The Victorian government plans to restore an area five times the size of Melbourne as part of a new scheme to increase conservation on private land.
The state’s energy, environment and climate change minister, Lily D’Ambrosio, has announced the government will spend $31m to revegetate parcels of private land to create habitat for endangered wildlife and capture carbon.
The scheme, known as BushBank, will fund organisations such as Greening Australia, Bush Heritage, Trust for Nature, and traditional owner groups to work with private landowners to restore habitat and increase carbon storage.
The program was included in the state’s 2020-21 budget but the Andrews government has waited until now to formally launch it.
On Monday, it will call for expressions of interest to cover the first 20,000 hectares to be restored through the scheme.
The $31m in funding available for the first stage will include $7m in grants for traditional owner corporations for restoration on country.
The government has set a target of eventually restoring 200,000 hectares of private land for conservation as part of the 20-year biodiversity strategy it launched in 2017.
D’Ambrosio said it was a new approach for the state that she hoped would deliver the scale of environmental change that was needed in Victoria.
“This money is about putting trees and vegetation in the ground and projects that connect up pockets of biodiversity to create biodiversity corridors,” she said.
D’Ambrosio said the powerful owl, the southern brown bandicoot, the southern greater glider and the alpine bog skink were among the species whose habitat could be improved.
She said areas such as the Gippsland region, the state’s north-east and north-west, and land around Portland in the state’s south-west were valuable places for nature that could benefit from projects.
“This is also about the carbon storage potential of those areas,” she said.
The state has set a target of reducing its emissions by 45-50% on 2005 levels by 2030 and has a net zero by 2050 target.
The announcement comes at a time when the Andrews government has been under scrutiny for its management of threatened habitat, particular in areas affected by logging that are currently the subject of several legal challenges.
A report last year by the state’s auditor general found the Victorian environment department was unable to demonstrate it was halting the decline of threatened species.
Jody Gunn, the chief executive of the Australian Land Conservation Alliance, said the investment in private land conservation was welcome.
She said more than 60% of land in Australia was privately held but less than 2% of this area was managed for nature.

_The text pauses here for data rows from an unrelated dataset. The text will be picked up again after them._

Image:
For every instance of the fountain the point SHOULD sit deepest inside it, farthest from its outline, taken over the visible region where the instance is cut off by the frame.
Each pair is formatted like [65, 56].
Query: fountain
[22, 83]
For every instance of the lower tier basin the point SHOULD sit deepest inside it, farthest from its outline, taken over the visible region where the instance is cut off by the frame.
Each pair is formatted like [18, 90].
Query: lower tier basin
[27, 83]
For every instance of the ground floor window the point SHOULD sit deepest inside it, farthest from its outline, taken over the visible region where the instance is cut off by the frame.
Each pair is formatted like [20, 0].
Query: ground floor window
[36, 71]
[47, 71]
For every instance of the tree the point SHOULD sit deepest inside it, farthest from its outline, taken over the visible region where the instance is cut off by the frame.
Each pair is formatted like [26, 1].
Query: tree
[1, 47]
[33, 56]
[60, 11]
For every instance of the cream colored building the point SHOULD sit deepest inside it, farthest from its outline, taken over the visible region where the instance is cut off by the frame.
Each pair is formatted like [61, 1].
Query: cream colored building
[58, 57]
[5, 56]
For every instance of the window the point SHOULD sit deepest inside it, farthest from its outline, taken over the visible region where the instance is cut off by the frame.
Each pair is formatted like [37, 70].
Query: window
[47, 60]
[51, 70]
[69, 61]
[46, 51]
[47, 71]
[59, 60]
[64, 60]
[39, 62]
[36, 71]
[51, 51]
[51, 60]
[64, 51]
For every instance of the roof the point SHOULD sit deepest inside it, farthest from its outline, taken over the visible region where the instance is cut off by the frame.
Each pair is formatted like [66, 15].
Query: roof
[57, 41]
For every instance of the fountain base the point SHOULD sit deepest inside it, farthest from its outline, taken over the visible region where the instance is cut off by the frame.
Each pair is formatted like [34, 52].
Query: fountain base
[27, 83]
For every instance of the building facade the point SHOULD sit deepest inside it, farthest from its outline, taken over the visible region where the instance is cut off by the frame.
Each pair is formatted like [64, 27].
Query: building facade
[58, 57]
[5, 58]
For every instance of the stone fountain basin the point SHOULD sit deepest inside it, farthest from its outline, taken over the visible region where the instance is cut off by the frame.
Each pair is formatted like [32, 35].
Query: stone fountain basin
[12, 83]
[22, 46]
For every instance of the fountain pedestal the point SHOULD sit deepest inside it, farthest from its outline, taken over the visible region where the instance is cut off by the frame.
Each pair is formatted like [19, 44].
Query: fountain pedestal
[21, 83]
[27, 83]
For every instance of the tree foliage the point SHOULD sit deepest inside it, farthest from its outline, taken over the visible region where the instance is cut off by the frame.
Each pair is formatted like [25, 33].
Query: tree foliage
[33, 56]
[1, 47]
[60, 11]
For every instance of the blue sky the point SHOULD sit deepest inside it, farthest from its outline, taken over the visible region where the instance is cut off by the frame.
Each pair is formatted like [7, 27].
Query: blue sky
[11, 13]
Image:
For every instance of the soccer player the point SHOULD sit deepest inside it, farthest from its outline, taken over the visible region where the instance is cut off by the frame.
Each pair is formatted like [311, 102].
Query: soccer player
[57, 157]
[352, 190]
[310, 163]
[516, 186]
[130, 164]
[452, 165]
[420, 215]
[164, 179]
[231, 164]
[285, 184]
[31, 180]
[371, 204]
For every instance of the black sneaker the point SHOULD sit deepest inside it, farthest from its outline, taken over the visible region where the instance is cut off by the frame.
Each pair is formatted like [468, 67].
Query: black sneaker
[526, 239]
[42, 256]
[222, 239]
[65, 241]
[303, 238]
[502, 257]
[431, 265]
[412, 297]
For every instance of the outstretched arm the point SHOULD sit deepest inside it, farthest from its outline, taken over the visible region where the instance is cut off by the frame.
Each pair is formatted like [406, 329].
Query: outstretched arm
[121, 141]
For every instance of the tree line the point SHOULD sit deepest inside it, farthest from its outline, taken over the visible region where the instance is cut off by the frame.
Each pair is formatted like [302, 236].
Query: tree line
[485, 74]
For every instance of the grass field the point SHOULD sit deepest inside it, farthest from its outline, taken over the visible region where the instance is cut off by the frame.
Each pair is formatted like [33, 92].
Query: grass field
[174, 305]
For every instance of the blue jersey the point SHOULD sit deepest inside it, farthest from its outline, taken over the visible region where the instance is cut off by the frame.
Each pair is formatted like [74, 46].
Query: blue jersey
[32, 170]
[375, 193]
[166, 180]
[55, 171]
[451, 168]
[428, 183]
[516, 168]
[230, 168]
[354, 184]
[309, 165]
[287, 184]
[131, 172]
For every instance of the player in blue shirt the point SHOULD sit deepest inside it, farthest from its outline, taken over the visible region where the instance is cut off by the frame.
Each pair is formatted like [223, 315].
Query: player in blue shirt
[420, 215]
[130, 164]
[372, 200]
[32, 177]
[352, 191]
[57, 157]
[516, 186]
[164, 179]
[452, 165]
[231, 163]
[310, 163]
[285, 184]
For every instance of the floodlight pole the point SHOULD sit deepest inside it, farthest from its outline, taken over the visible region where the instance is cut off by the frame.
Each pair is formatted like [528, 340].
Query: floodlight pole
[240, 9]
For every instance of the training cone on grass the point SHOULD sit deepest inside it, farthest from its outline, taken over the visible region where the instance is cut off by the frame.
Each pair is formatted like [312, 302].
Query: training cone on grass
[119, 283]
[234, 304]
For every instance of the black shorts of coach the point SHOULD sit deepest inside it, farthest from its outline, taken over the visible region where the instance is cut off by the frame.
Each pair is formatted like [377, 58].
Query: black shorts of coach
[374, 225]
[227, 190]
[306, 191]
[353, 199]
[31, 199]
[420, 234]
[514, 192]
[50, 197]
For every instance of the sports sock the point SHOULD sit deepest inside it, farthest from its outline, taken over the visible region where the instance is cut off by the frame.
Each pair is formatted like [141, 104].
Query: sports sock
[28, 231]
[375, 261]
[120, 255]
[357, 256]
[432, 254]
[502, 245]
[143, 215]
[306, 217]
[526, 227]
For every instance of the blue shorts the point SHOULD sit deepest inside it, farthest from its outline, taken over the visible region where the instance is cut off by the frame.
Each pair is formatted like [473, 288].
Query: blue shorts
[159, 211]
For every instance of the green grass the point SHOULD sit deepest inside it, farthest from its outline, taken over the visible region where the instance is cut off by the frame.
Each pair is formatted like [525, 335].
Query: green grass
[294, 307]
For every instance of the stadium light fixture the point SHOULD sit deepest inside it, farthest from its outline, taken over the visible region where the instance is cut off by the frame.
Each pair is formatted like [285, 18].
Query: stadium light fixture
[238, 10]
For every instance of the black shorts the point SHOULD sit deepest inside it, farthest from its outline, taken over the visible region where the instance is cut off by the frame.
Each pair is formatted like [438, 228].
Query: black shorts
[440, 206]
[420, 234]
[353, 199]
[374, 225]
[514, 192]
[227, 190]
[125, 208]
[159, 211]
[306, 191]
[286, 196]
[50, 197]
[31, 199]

She said more support for voluntary conservation by landholders was “an essential part of securing the future of our wildlife and the health of our rivers, forests and farmland”.
“Thousands of landholders across the country have already chosen to make space for nature on their land, and it is great to see the Victorian government stepping up to invest further in private land conservation,” Gunn said.
Gunn said state governments had taken the lead on private land conservation and there was a need for more federal investment in this area.
She said the alliance was calling on parties at the federal election to commit to more funding for private land conservation in partnership with state governments.